1. Preparação e ativação das células T humanas primárias

  1. O descongelamento criopreservou rapidamente células T primárias humanas CD3⁺ em um banho-maria a 37 °C. Transfira as células para um meio basal de células T pré-aquecidas e centrifuge a 180 × g por 10 minutos.
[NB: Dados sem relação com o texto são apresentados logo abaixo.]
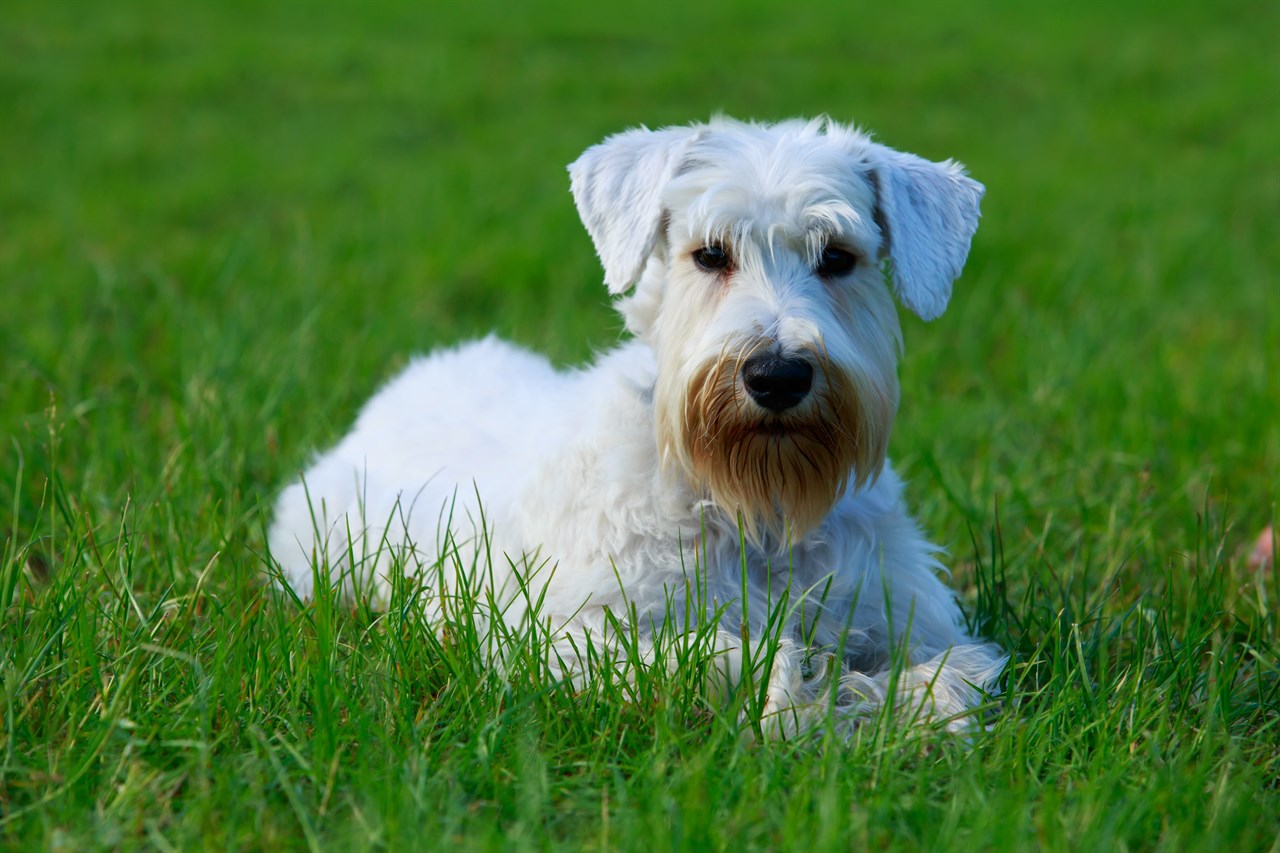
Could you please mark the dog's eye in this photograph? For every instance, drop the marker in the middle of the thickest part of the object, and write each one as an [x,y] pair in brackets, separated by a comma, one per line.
[835,261]
[712,259]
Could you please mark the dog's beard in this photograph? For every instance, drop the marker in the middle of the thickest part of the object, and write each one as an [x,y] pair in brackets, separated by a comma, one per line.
[780,473]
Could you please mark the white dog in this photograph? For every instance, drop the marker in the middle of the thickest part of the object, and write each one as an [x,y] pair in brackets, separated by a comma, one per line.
[735,447]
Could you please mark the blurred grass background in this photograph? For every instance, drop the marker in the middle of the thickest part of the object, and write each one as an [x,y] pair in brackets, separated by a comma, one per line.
[222,224]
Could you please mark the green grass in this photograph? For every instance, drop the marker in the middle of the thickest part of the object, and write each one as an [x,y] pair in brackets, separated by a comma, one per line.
[223,224]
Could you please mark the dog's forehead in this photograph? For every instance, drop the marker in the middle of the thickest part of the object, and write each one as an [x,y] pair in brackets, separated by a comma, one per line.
[791,178]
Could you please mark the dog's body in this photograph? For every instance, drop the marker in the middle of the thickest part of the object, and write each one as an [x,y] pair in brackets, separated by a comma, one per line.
[735,447]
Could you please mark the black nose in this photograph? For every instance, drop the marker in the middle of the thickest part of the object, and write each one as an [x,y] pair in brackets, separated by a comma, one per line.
[777,383]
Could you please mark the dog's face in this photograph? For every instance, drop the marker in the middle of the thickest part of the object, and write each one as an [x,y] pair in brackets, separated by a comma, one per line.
[755,254]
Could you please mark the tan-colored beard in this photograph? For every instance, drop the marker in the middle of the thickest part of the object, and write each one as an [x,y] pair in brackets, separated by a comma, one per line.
[780,473]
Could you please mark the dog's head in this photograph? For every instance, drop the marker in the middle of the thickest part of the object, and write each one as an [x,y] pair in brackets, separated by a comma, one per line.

Descarte o sobrenadante e ressuspenda a pastilha em meio fresco.
  2. Determine a concentração e viabilidade celular usando um contador automático de células.
  3. Ressuspenda células a 1 × 106 células/mL em meio de cultura de células T suplementado com um estímulo ativador de células T CD3/CD28 com anticorpo tetramérico solúvel (segundo instruções do fornecedor) e 200 IU/mL de IL-2. Incubar células por 72 horas a 37 °C, 5% CO₂.
    NOTA: Mantenha a densidade celular entre 0,5–2 × 106 células/mL durante a ativação. Realizar ativação em placas U-bottom de 96 poços para otimizar a eficiência do contato célula-ativador e da ativação.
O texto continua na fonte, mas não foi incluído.